Jesus has overcome. His Kingdom will reign forever.
This week has been full of moments where it seemed like the Kingdom of God had all but lost to injustice, sickness, poverty and death. Yesterday, Bo and I carried a woman from our distribution center back to her house in Los Bordos; we carried her because the Dengue she contracted had weakened her to the point where she could not make it back to her house. Our medical team had done what we could, but she was tired of fighting and needed medical care that she doesn’t have access to.
Bo and I traded carrying her the distance to her house. When we arrived, her house was locked, so we waited with her to prevent theft of her food and medicines while someone went to find her father, who had the key to her house there. As we stood waiting, I kept thinking about the gospel, and how foreign and even absurd it seemed: to preach that death had been conquered to a woman who was dying.

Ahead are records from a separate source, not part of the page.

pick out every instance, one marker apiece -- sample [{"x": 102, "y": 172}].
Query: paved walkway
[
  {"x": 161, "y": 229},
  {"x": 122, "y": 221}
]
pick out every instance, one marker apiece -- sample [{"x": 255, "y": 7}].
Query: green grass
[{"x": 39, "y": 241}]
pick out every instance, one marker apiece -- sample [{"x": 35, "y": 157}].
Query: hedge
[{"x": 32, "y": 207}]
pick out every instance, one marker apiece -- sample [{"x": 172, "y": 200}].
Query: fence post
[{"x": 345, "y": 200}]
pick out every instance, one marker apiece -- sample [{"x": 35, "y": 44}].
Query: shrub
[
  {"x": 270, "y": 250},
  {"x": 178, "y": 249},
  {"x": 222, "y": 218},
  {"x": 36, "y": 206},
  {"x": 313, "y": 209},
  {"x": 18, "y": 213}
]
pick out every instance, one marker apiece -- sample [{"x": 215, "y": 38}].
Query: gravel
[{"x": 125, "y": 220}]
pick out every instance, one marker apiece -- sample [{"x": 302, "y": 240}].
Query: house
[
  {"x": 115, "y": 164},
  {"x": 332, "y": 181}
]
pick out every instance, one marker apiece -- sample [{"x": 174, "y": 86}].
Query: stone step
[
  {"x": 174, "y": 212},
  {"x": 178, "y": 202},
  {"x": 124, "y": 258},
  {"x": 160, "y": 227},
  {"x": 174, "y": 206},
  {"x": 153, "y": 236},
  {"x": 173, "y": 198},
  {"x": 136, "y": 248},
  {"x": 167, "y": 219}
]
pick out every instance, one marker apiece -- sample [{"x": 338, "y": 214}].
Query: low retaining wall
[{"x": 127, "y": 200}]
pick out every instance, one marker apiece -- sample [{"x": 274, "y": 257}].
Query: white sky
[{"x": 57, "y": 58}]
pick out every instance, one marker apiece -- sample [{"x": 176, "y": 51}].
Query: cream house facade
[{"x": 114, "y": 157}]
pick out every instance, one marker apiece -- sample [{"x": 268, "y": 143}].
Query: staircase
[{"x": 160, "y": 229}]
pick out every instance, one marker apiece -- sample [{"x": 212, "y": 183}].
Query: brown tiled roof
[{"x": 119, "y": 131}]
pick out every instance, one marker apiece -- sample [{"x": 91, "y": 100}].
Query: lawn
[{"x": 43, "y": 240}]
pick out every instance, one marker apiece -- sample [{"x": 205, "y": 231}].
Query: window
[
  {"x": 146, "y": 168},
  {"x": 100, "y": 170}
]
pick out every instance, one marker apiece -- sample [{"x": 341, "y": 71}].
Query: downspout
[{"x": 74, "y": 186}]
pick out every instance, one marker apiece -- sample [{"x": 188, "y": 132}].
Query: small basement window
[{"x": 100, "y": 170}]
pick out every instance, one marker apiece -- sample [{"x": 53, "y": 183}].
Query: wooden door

Yet, it has been defeated. The Kingdom of God is still breaking in. The Light of God will shine when all else fades. I found myself making that fist in my heart, holding it up against the darkness of Dengue and the doubt in my own thoughts:
“He has risen from the dead, trampling down death by death, and on those in the tombs bestowing life!”
This is our hope. All I could do was clinch my fist around that and hold it up.
This trip has changed me. It’s changed us, to the point where many of us don’t know how to be this version of ourselves. And that’s a good thing. I covet your prayers, as I’m still wondering what this means for my tomorrows.